Uno strano destino per un magnifico libro
Strano destino per questo magnifico libro. Strano che in Italia sia praticamente sconosciuto, mentre in Francia ha venduto milioni di copia. Ma del resto anche Al Bano ha venduto milioni di dischi in Russia e in Italia non se lo fila (più) nessuno. Strano che la sua casa editrice lo distribuisca con contagocce, neanche fosse riservato a una ristretta elite di appassionati. Con un po’ di marketing decente potrebbe vendere milioni di copie. Strano anche perché su Internet si trovano molte recensioni che lo giudicano “il più bel libro di viaggio di tutti i tempi”, come lo ha definito recentemente anche Giuseppe Cederna nella trasmissione radio “Damasco”.
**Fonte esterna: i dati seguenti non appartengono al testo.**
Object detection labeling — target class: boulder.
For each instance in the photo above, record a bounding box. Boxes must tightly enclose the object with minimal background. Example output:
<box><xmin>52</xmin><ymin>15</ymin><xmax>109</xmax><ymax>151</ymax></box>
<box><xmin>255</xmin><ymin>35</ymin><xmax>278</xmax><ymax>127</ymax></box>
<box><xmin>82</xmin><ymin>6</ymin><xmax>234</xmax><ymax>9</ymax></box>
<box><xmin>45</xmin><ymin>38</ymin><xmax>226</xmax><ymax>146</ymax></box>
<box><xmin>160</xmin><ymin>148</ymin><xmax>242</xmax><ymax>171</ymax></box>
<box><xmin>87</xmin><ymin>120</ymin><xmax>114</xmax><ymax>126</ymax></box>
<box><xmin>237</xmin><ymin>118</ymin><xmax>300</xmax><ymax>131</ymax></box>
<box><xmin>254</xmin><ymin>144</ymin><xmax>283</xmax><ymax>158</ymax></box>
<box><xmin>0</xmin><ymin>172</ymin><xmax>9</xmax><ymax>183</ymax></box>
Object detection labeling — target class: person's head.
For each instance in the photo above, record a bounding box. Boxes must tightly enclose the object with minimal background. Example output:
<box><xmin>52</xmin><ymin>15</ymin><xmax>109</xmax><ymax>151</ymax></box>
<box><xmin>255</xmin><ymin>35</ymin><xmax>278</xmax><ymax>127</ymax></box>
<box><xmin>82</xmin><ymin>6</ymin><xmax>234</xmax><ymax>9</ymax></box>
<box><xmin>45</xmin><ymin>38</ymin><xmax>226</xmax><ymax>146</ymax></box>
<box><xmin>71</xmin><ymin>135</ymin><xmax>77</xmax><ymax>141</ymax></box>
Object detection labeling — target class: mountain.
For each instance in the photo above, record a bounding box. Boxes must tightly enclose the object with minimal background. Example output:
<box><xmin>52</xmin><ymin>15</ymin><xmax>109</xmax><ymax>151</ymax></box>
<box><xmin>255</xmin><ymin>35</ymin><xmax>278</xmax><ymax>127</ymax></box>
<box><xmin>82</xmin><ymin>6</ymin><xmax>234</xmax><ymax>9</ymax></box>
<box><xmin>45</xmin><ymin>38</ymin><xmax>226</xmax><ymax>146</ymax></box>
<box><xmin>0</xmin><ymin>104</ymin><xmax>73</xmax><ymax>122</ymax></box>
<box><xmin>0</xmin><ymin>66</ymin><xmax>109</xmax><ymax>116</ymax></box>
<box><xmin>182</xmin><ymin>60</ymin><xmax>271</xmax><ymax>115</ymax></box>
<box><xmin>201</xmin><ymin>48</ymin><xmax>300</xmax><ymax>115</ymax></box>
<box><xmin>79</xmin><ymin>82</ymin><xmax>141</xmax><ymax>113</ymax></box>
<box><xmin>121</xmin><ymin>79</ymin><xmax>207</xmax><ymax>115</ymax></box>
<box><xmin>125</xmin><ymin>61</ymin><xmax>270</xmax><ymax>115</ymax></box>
Il libro è scritto dallo sconosciuto (in Italia) svizzero francofono Nicolas Bouvier, che oltre scrittore è stato anche fotografo e iconografo. Completano il libro, gli stupendi disegni di Thierry Vernet, pittore francese, e suo compagno di viaggio. Il viaggio è quello che compiono appunto Bouvier e Vernet, partendo da Sarajevo nel giugno del 1953, fino al Khyber Pass in Afganistan un anno e mezzo più tardi, nel dicembre del 1954. In mezzo, migliaia di chilometri percorsi a bordo, o spesso spingendo, una Fiat Topolino, che, per tener fede alla qualità del marchio, li lascia molto spesso a piedi, tanto che sono costretti a smontarla e rimontarla più volte, anche con l’aiuto di pezzi di ricambio e meccanici approssimativi.
Il libro comincia e finisce con Bouvier solo, mentre legge una lettera dell’amico Vernet che lo invita a raggiungerlo in un posto stupendo, declamandone la bellezza. E comincia il viaggio. Un viaggio nello spazio, passando per città come Sarajevo, Istanbul (Costantinopoli), Tabriz, Isfahan, Teheran, Kabul. Un viaggio nel tempo, che descrive queste città molto diverse da come le conosciamo sentendo le tragiche cronache dei giorni nostri. Città magnifiche, culture antiche e diverse, migliaia di anni avanti rispetto al medioevo moderno che stanno e che stiamo vivendo oggi. Il taglio del racconto che le descrive è completamente diverso dall’attuale, senza quel fanatismo religioso – a volte esagerato – che condisce ogni servizio proposto dal moderno giornalismo occidentale, senza i bollettini di guerra che costituiscono le corrispondenze attuali.
Come l’ambra cattura un istante di vita, così la scrittura di Bouvier cattura la magia delle emozioni e la tramanda intatta, diventando sempre più preziosa col passare del tempo. Occhi arguti che osservano talvolta con candore poetico e talaltra con ironia tagliente.
Il libro si legge facilmente, nonostante (per me) qualche parola da dizionario. Alcune frasi si devono leggere 3-4 volte tanto sono belle, non ne trascrivo nessuna, per non rubare il godere di scoprirle da soli. Un libro da non perdere.